# Topdj/Swisher Loader picks up tractor front end



## Topdj (Jun 9, 2004)

playing around with different actuator locations and I found this one ,which only has one use,, cleaning the mower deck
or maybe braking up hard dirt ?


----------



## Topdj (Jun 9, 2004)

view 2


----------



## jodyand (Sep 16, 2003)

Man no problem getting under it to work on it now. Man that lifts it up high. How high does it raise up the bucket:question:


----------



## aegt5000 (Feb 22, 2004)

Careful Topdj...

Don't run that Kohler run too long with the front raised.


----------



## Topdj (Jun 9, 2004)

are you saying that the motor wont get oil? if I was going up a hill of that grade I would not want to think the oil pressure would drop? front tires were about 6" off the ground


----------



## jodyand (Sep 16, 2003)

I don't see where that would hurt anything.
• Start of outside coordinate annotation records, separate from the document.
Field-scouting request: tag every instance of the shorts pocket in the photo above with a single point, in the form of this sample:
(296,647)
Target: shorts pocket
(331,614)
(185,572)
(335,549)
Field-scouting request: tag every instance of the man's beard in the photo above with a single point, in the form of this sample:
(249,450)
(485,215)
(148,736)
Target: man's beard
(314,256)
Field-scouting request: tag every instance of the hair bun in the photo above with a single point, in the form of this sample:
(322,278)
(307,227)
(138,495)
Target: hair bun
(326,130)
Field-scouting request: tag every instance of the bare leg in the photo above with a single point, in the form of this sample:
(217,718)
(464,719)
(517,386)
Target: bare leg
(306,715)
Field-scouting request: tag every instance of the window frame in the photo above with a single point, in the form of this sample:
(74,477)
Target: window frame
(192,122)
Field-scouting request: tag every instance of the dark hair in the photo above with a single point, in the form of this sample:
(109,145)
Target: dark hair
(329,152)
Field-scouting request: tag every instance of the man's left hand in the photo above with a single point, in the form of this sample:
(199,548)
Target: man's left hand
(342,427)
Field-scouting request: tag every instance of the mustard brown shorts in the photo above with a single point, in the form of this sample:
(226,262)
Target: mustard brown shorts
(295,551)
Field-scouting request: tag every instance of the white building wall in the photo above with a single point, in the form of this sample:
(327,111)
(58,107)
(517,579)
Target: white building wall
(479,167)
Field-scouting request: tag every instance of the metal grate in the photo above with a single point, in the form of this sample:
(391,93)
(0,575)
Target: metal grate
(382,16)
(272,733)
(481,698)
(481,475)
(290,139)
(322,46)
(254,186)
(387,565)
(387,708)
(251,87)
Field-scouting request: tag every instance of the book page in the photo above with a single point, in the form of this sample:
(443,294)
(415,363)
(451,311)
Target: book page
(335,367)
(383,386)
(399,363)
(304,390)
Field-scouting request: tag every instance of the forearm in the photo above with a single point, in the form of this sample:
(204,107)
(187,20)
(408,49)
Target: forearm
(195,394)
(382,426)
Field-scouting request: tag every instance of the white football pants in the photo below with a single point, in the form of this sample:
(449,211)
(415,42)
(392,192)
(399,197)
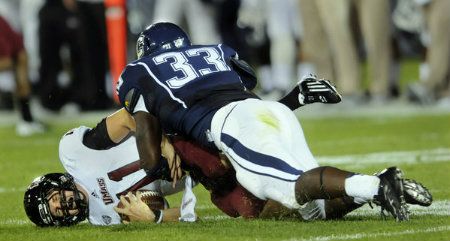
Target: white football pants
(266,146)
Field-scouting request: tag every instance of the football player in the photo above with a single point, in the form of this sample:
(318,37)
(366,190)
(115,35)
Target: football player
(201,92)
(102,166)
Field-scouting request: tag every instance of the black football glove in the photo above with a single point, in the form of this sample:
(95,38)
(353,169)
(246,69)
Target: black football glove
(313,90)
That motor is pressurize and some people have some steep grades in there yards to cut and don't have oil problems.


----------



## Argee (Sep 17, 2003)

Looking good Topdj:thumbsup:


----------



## Live Oak (Dec 22, 2003)

Nice set up DJ! I like your set up better than the JB Willie has. The Swisher bucket look like it has much more range of motion and can be used for more applications. Best of all it was less than half the price. :thumbsup:


----------